The UN Environment Assembly calls for multilateralism to tackle the environmental crisis

Mondo International Updated on 2024-03-01

NAIROBI, Feb. 28 (Xinhua) -- The United Nations Environment Programme (UNEP) has designated February 28 this year as the Day of Multilateral Environmental Agreements. At the events of the sixth session of the United Nations Environment Assembly (UNEA) in Nairobi, Kenya, the United Nations** and other parties called on all sectors to practice multilateralism and jointly address the environmental crisis.

The MEA Day was established by the United Nations Environment Programme (UNEP) in advance of the current session to convey the importance of multilateralism. According to the United Nations Environment Programme (UNEP), multilateral environmental agreements (MEAs) are international agreements to address the most pressing environmental issues of global or regional concern, and are important tools for international environmental governance and international environmental law.

At the High-level Dialogue held on the same day, UN Under-Secretary-General and Deputy Administrator of the United Nations Development Programme (UNDP) Xu Haoliang said that UNDP is supporting more than 100 countries and regions around the world to address issues such as biodiversity loss and climate change as part of environmental multilateralism.

Colombia's Minister of Environment and Sustainable Development, Susana Mohammed, said Colombia will host the 16th Conference of the Parties to the Convention on Biological Diversity (COP16) this year. Different sectors in countries and regions around the world have established cooperation frameworks to seek a new future for biodiversity, an action that could have a transformative impact on subsequent multilateral environmental cooperation. She said that she hoped that the targets of the Kunming-Montreal Global Biodiversity Framework could be translated into international consultations and global actions, and that a stable mechanism would be established to absorb the views of all parties and find practical ways to cooperate.

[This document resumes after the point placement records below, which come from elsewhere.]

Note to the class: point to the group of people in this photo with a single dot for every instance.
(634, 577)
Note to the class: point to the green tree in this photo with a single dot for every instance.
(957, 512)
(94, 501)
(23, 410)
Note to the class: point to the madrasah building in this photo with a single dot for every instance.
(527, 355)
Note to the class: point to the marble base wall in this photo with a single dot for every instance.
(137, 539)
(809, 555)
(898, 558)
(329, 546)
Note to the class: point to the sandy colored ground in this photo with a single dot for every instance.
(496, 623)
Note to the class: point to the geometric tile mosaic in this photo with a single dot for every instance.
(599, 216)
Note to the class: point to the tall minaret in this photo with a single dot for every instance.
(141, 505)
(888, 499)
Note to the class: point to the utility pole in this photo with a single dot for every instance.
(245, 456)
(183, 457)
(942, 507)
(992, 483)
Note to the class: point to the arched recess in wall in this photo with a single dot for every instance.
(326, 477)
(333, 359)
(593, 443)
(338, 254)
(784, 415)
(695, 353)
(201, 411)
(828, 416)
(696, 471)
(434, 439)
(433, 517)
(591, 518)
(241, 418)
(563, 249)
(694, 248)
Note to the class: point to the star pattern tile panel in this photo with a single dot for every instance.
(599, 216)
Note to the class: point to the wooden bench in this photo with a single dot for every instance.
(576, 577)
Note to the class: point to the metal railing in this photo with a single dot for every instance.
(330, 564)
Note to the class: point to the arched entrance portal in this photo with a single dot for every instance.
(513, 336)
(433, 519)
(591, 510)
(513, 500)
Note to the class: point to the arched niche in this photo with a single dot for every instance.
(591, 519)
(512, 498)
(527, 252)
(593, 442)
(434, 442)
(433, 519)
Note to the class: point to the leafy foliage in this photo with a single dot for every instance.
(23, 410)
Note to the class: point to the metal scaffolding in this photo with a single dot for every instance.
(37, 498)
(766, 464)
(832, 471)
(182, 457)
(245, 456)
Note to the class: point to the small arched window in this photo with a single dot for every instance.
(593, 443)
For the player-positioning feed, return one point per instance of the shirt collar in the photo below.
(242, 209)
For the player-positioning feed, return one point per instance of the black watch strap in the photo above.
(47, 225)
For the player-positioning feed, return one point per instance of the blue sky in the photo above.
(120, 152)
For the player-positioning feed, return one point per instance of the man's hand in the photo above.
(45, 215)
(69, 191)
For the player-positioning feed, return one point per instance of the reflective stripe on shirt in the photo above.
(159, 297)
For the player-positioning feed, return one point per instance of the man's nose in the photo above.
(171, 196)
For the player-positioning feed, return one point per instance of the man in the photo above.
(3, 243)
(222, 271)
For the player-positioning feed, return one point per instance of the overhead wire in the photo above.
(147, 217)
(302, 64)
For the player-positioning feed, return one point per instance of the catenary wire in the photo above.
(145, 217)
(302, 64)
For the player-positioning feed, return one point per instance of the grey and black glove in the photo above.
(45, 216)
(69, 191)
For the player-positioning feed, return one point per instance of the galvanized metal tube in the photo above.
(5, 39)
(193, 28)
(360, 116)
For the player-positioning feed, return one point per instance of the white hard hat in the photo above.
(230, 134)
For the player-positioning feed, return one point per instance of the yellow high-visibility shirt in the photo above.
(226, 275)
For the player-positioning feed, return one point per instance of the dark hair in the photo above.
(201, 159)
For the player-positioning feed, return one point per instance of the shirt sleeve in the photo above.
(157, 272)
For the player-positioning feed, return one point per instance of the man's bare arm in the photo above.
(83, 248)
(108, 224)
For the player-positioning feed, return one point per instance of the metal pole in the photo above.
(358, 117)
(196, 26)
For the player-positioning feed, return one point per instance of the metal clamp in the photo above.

No one is unaffected when it comes to environmental issues. African countries are the least able to cope with climate change and are most in dire need of multilateral cooperation to help us achieve sustainable development. Alios Prokova, a delegate from Tanzania's Maasai tribe, told reporters at the meeting that the drought has degraded the grasslands on which local nomads depend, forcing people to migrate in search of water. Prokova called on countries and organizations around the world to practice multilateralism and help impoverished areas cope with climate change through financial assistance and environmental education.

The five-day sixth session of the United Nations Environment Assembly opened in Nairobi, the capital of Kenya, on the 26th, with more than 4,000 representatives from various countries attending to discuss global environmental governance under the framework of multilateralism. (Participating reporter: Liu Wanqing).